CarbonFeed works by taking in realtime tweets from Twitter users around the world. Based on a customizable set of hashtags, the work listens for specific tweets. The content of these incoming tweets generates a realtime sonic composition. An installation-based visual counterpart of compressed air being pumped through tubes of water further provides a physical manifestation of each tweet.

To see a running counter of the carbon footprint of digital behavior, learn more about this project or even listen to a song based on your personal twitter feed, please visit http://carbonfeed.org

#Carbonfeed installed at the University of Virginia.
#Carbonfeed installed at the University of Virginia.

Human Chimes

Human Chimes transforms users into sound that bounce between other users inside the space. The sounds infer interaction with all other participants inside the space. Participants perceive themselves and others as transformed visual components projected onto the front wall as well as sonic formulations indicating where they are. As people move, the sounds move and change to show changing personal interactions. As more users enter the space, more sounds are layered upon the existing body. In this way, sound patterns, like our relationships with others, continuously evolve.

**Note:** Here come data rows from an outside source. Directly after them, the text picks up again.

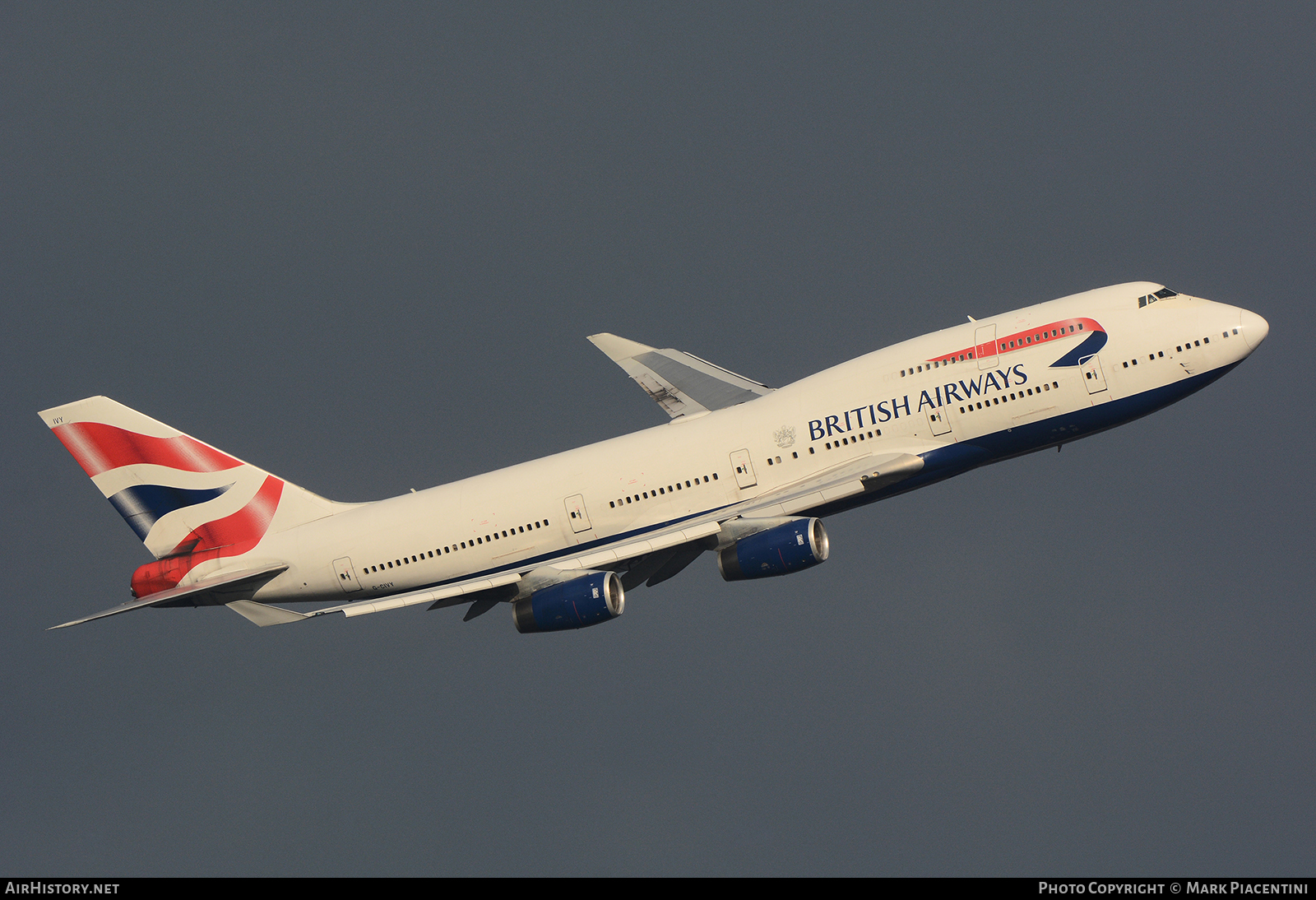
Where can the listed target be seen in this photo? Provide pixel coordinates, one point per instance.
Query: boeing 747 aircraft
(741, 470)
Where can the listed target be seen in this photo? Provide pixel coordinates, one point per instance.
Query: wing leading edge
(679, 382)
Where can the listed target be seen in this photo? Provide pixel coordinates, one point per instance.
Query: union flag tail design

The social work dynamically tracking users’ locations in real time, transcoding participants as sounds that pan around the space according to the participants’ positions. Human Chimes enables users to create, control, and interact with sound and visuals in real time. The piece uses a multimedia experience to ignite our curiosity and deepen our playful attitude with the world around us.

The work was commissioned in part by the University of Oregon and the city of Eugene, Oregon. The work was presented as part of the (sub)Urban Projections film festival: Nov. 9, 2011.

                       

Graffiti

(sub)Urban Projections Film Festival wanted to include live projection bombing in downtown Eugene, OR, and I was commissioned to create an interactive installation that allows a user to paint graffiti upon any projected surface. The human interface uses TouchOSC on an iPad or iPhone, which drives my graffiti computer software. The work was presented each night of the (sub)Urban Projections festival: Nov. 9, 16, 23; 2011, the WhiteBox gallery in Portland, OR Dec. 10, 2011, and the second (sub)Urban Projections festival: Nov. 7, 11, 14 2012.

Play! Sequence

Play! Sequence is a multimedia installation for iPod Touch, USB camera, and VGA video display and TouchOSC, Max/MSP/Jitter, and Isadora software applications. By creating a multitouch sequencer that controls the playback of audio and video masks, Play! Sequence enables the user to simultaneously interact with the space’s sonic and visual environment.

The iPod Touch provides a familiar language for the user and for the nature of the tactile interactions. The user is allowed to create, edit, and delete three synchronous sequences of sixteen steps, thereby changing the evolution and the complexity of the piece over time.

Each of the three sequences represent a sonic timbre and color mask that mirror the user’s actions. With each sonic timbre, the user has control over pitch, rhythm, and amplitude. The color masks follow the sounds across the screen, repeating from the left upon the start of each loop. The masks help visualize the user’s tactile and sound experience by revealing the user inside the space, and each mask represents one of elements in the RGB color model.

Play! Sequence operates within the framework of natural human interaction, playing off of our curiosity and our engagement with objects that we can creatively control. The user manipulates and interacts with the sounds and visuals in real time, driven by the immediate feedback that the system provides.

The Goddess Re:Membered

Commissioned for the 2011 Fringe Festival, The Goddess Re:membered is a site specific work and multimedia response to The Goddess, a classic Chinese silent film from 1934. The interactive installation is for video projection, IR camera, Max/MSP and Isadora software. Through public interactions of users inside the space, clues to distant memories are revealed through the triggering of color, sound, and video masks.